Mam chyba kłopot z grą na blindach. Są jakies artykóły, może jakieś wskazówki bo chyba na BB to juz mała katastrofa.
Mam chyba kłopot z grą na blindach. Są jakies artykóły, może jakieś wskazówki bo chyba na BB to juz mała katastrofa.
Każdy na blindach jest na - minus
Ostatnio gdy spojrzałem na swój bilans na blindach to się tak przeraziłeś, że postanowiłem więcej tam nie zaglądać
PT ma natomiast fajny filtr - bilans na blindach ale z pominięciem tego, co musiałeś włożyć (nie miałeś wyboru). Czyli nie liczy włożonych blindów jeśli nie dopłaciłeś nic więcej. Jeśli z tego jesteś na plus lub rozsądny minus, to nie ma się czym przejmować.
imo na sb zbyt duzo dokladasz - masz vpip >30%. potem po flopie grasz bez pozycji, nawet jak trafisz monstera to niekoniecznie uda Ci sie wyciagnac maks. Graj bardziej tight i agresywniej.

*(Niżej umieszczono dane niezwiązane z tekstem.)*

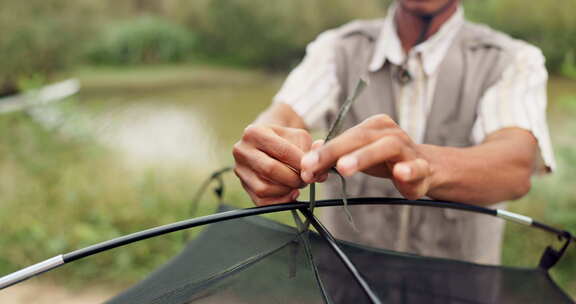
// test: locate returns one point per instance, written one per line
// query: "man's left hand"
(377, 147)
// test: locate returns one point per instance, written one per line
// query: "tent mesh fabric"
(256, 260)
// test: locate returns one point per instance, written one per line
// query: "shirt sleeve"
(518, 99)
(312, 88)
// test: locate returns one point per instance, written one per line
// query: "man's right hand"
(268, 162)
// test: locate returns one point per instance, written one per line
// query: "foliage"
(142, 40)
(41, 37)
(548, 24)
(60, 193)
(552, 200)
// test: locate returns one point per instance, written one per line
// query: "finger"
(299, 137)
(259, 187)
(325, 157)
(388, 148)
(266, 167)
(322, 177)
(411, 171)
(317, 144)
(275, 146)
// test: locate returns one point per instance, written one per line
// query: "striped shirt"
(518, 99)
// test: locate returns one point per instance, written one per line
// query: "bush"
(142, 40)
(548, 24)
(41, 37)
(265, 33)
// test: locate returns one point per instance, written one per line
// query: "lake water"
(192, 115)
(175, 115)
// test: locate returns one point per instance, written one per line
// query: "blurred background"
(166, 89)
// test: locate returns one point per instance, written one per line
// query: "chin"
(423, 6)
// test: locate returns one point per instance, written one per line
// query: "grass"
(60, 192)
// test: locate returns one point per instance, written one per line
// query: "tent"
(244, 258)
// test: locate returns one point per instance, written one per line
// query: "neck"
(409, 26)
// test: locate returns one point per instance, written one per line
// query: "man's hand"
(377, 147)
(268, 161)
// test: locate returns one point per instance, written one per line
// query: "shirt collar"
(433, 50)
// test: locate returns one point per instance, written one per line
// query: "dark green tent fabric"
(256, 260)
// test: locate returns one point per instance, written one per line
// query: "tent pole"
(343, 257)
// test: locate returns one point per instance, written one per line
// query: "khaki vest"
(473, 63)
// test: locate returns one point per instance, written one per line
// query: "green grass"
(59, 192)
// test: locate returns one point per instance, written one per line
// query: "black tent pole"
(342, 256)
(62, 259)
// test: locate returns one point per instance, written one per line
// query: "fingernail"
(310, 160)
(404, 171)
(306, 176)
(323, 178)
(348, 164)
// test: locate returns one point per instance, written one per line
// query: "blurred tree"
(41, 37)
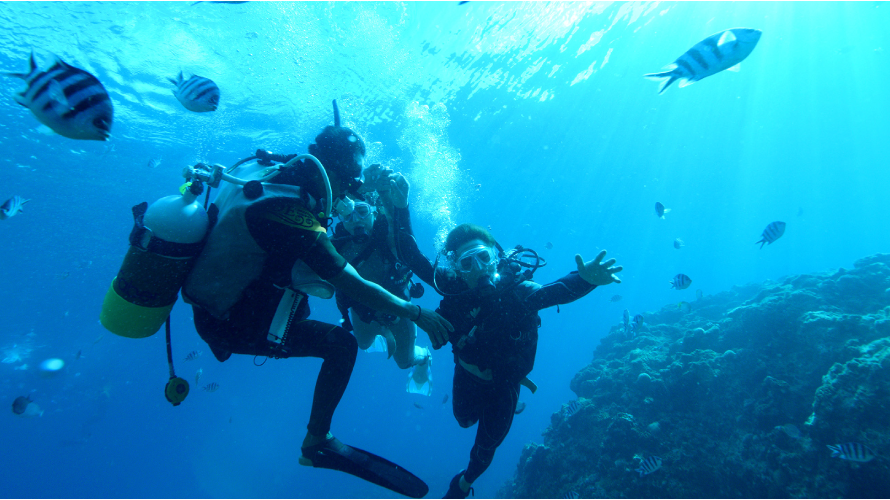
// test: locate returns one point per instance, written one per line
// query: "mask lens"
(362, 210)
(482, 256)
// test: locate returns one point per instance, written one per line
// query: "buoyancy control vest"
(231, 259)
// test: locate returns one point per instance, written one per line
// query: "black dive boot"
(454, 490)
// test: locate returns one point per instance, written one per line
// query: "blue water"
(531, 118)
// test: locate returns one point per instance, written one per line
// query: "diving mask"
(360, 211)
(481, 257)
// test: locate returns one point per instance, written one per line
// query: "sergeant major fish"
(774, 231)
(853, 452)
(626, 321)
(720, 51)
(638, 323)
(681, 282)
(12, 206)
(197, 94)
(649, 465)
(68, 100)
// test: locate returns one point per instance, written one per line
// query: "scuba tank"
(166, 238)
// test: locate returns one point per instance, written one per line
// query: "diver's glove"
(597, 272)
(398, 190)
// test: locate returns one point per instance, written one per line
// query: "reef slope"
(711, 392)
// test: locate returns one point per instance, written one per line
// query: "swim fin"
(332, 454)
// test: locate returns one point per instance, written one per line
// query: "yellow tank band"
(295, 216)
(129, 320)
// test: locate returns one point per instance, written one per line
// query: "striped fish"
(572, 408)
(681, 282)
(626, 321)
(638, 323)
(68, 100)
(197, 94)
(12, 206)
(853, 452)
(772, 232)
(649, 465)
(720, 51)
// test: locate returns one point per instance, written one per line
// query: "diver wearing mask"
(378, 241)
(248, 289)
(493, 307)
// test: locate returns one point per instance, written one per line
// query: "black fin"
(332, 454)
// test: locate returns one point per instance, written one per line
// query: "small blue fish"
(681, 282)
(853, 452)
(12, 206)
(197, 94)
(649, 466)
(626, 321)
(720, 51)
(572, 408)
(772, 232)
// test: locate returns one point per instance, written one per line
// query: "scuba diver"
(493, 305)
(376, 238)
(266, 253)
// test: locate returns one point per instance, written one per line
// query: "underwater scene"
(731, 157)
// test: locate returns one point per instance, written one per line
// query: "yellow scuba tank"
(166, 238)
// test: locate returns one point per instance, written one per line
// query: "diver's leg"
(494, 424)
(337, 348)
(365, 333)
(466, 398)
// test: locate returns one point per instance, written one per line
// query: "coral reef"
(712, 392)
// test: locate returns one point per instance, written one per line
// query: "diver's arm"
(374, 296)
(406, 246)
(567, 289)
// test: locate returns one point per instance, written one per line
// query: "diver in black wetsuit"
(249, 286)
(376, 238)
(494, 311)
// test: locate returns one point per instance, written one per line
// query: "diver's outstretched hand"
(597, 272)
(435, 326)
(398, 190)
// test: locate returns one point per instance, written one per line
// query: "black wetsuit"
(399, 268)
(245, 329)
(505, 340)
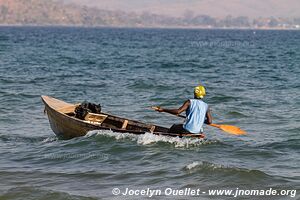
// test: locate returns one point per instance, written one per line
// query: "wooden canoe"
(62, 120)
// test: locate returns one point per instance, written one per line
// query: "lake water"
(252, 79)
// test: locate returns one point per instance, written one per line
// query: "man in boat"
(197, 113)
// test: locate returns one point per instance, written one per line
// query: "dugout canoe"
(62, 121)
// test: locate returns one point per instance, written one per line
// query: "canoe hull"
(67, 127)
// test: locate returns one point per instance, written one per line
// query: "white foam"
(149, 138)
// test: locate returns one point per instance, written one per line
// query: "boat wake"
(149, 138)
(208, 167)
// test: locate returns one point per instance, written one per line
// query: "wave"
(208, 167)
(31, 192)
(149, 138)
(292, 144)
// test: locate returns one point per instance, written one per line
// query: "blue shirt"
(195, 116)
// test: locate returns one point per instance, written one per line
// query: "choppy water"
(252, 79)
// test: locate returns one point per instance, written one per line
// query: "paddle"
(227, 128)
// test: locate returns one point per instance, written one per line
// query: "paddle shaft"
(227, 128)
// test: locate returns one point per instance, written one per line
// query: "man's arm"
(183, 108)
(208, 117)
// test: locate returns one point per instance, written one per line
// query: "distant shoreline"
(153, 27)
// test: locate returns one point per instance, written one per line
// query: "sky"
(215, 8)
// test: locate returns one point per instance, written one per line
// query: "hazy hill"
(214, 8)
(50, 12)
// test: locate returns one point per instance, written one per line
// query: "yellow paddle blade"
(229, 129)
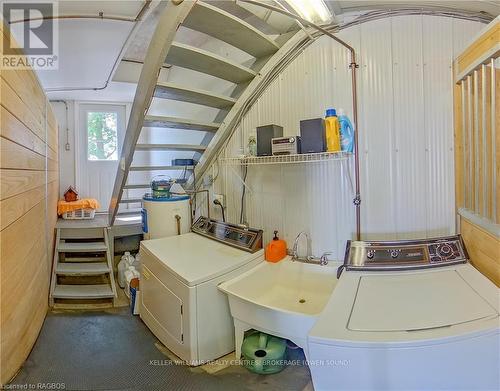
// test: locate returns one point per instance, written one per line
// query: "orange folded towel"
(85, 203)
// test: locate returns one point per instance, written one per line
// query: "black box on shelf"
(264, 136)
(312, 134)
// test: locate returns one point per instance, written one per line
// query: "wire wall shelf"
(285, 159)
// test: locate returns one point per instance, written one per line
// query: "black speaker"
(264, 136)
(312, 134)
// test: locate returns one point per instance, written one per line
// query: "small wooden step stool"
(82, 270)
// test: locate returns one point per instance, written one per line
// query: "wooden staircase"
(164, 50)
(82, 270)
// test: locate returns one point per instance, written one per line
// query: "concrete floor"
(113, 350)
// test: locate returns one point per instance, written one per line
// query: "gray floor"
(113, 350)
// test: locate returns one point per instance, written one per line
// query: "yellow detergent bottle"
(332, 130)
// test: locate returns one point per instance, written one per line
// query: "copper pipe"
(353, 66)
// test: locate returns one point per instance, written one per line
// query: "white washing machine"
(180, 301)
(408, 315)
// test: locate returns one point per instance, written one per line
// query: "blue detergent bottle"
(346, 132)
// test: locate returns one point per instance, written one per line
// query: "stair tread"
(222, 25)
(158, 121)
(200, 60)
(192, 95)
(161, 168)
(82, 268)
(83, 291)
(82, 247)
(170, 147)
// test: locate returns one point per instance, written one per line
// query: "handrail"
(172, 16)
(353, 66)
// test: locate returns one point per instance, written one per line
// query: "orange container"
(275, 249)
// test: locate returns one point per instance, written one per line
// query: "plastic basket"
(79, 214)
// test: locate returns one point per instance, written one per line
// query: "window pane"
(102, 136)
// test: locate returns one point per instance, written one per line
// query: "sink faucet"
(295, 248)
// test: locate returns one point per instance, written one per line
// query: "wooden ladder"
(82, 269)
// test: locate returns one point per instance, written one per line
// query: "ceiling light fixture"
(314, 11)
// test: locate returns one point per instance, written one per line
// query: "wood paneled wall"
(476, 114)
(28, 200)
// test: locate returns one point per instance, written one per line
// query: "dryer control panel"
(239, 236)
(404, 254)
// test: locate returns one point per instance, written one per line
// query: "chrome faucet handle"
(323, 260)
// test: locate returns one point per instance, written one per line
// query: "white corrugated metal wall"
(406, 143)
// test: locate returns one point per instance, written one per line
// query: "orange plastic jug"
(275, 249)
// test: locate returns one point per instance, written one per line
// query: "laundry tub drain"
(263, 353)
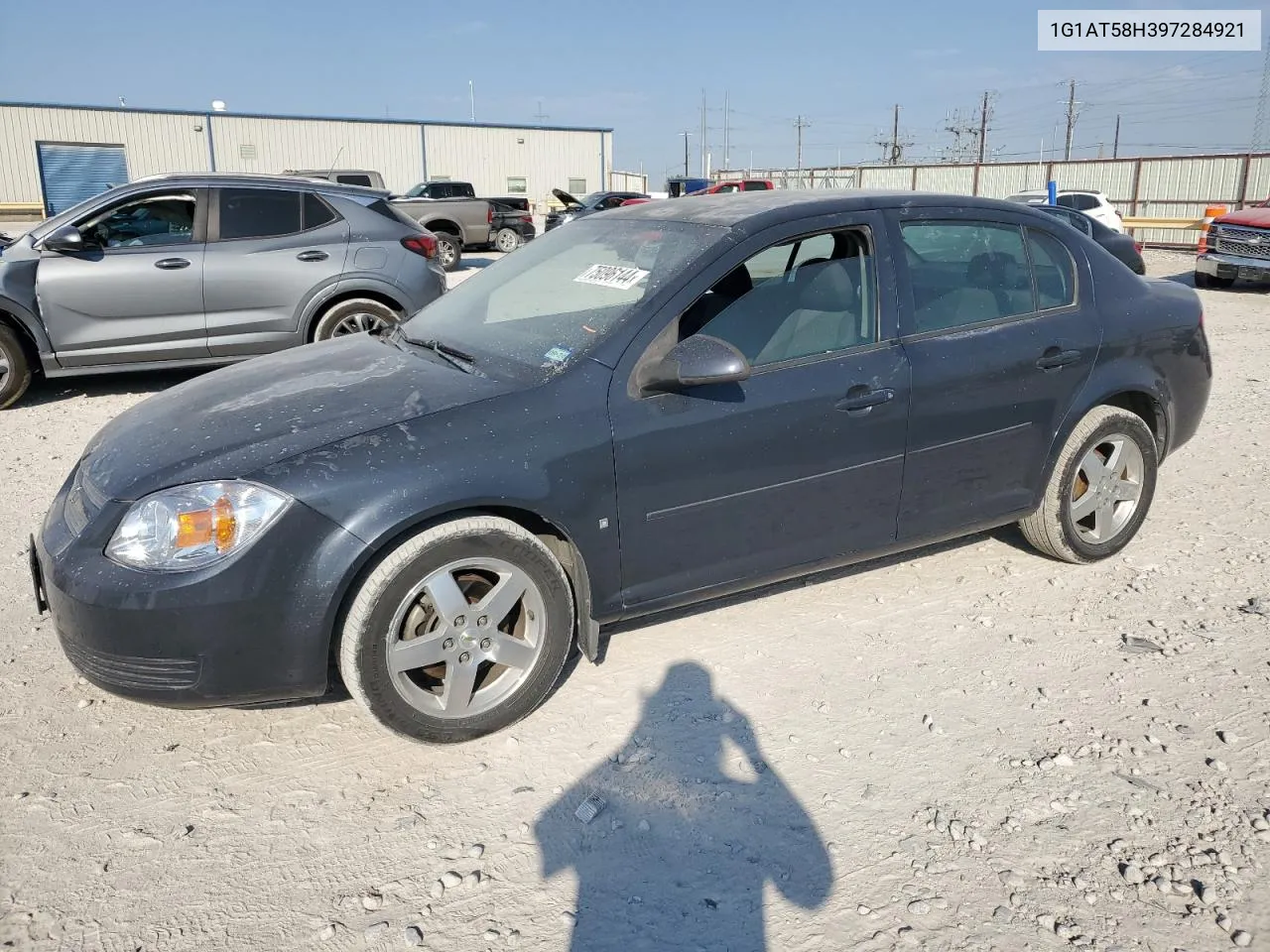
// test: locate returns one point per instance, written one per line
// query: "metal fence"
(1166, 186)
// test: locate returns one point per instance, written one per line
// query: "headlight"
(190, 527)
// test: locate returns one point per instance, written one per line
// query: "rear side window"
(257, 212)
(1056, 275)
(965, 272)
(317, 212)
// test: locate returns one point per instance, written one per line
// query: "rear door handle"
(861, 399)
(1053, 358)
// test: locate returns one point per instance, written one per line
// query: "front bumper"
(1225, 266)
(249, 630)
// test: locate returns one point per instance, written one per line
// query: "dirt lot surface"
(971, 748)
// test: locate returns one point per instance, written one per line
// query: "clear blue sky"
(642, 68)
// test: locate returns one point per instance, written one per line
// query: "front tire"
(358, 315)
(449, 250)
(460, 631)
(14, 367)
(1100, 490)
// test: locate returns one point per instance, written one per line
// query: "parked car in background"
(1119, 244)
(1237, 245)
(581, 207)
(190, 271)
(511, 229)
(722, 188)
(343, 177)
(1095, 204)
(719, 377)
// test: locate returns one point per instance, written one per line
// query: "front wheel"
(461, 631)
(1100, 490)
(449, 250)
(507, 240)
(14, 367)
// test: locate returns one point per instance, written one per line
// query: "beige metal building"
(51, 155)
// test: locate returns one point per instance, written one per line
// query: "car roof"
(754, 209)
(245, 179)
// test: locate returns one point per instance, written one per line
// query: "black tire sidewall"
(18, 377)
(393, 710)
(1137, 430)
(335, 312)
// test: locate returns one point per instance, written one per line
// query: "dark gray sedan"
(681, 400)
(190, 271)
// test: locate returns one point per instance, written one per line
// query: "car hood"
(239, 419)
(1259, 217)
(570, 200)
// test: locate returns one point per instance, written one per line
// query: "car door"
(1001, 330)
(135, 294)
(799, 463)
(268, 252)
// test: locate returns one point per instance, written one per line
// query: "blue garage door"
(68, 175)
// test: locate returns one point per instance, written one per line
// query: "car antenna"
(333, 162)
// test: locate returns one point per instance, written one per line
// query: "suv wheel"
(14, 367)
(358, 315)
(460, 631)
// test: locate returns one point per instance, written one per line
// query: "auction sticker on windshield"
(612, 276)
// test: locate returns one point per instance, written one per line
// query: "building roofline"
(208, 113)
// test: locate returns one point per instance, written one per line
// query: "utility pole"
(1071, 119)
(984, 111)
(726, 144)
(799, 125)
(702, 134)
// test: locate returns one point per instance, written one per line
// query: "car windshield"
(538, 311)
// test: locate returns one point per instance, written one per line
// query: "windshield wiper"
(452, 356)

Wow! Co za mądra rada! Równie dużo mówiąca i odkrywcza, jak to, że samochodem się jedzie szybciej niż koniem.. no, ale po pewnym czasie to koń jest "lepszy", bo samochód może nie mieć paliwa. Zatem trzeba odważnie i rozważnie wybierać środek transportu zależnie od warunków.
Do do gry na blindach, to jest to niewątpliwie jedna z bardziej skomplikowanych kwestii, tzn. chcąc kraść i bronić blindów trzeba będzie często stawać w problematycznych sytuacjach.
Wg. mnie nic tak nie szkoli jak dosiadanie się do pojedynczego gracza lub czekanie na pustym stole aż ktoś się przysiądzie.
Resztę trzeba po prostu wyczuć, zależnie od przeciwnika i tego, co sobą reprezentuje. Takie sytuacje będą się później powtarzać przy grze na pełnych stołach.
Poza tym w przypadku graczy ze stealem poniżej 20% raczej należy unikać agresywnej obrony bez rozwojowych kart. Aresnału rozwojowych kart na blindach uczymy się grając we 2-3 osoby.
Edit: właśnie zauważyłem, że ten koleś wyżej to jakiś cholerny spamer bez pojęcia. No tak.. dzisiaj czwartek, więc wiadomo o co chodzi. Tylko po co robić z siebie błazna pisząc 20 bezwartościowych postów jednego dnia!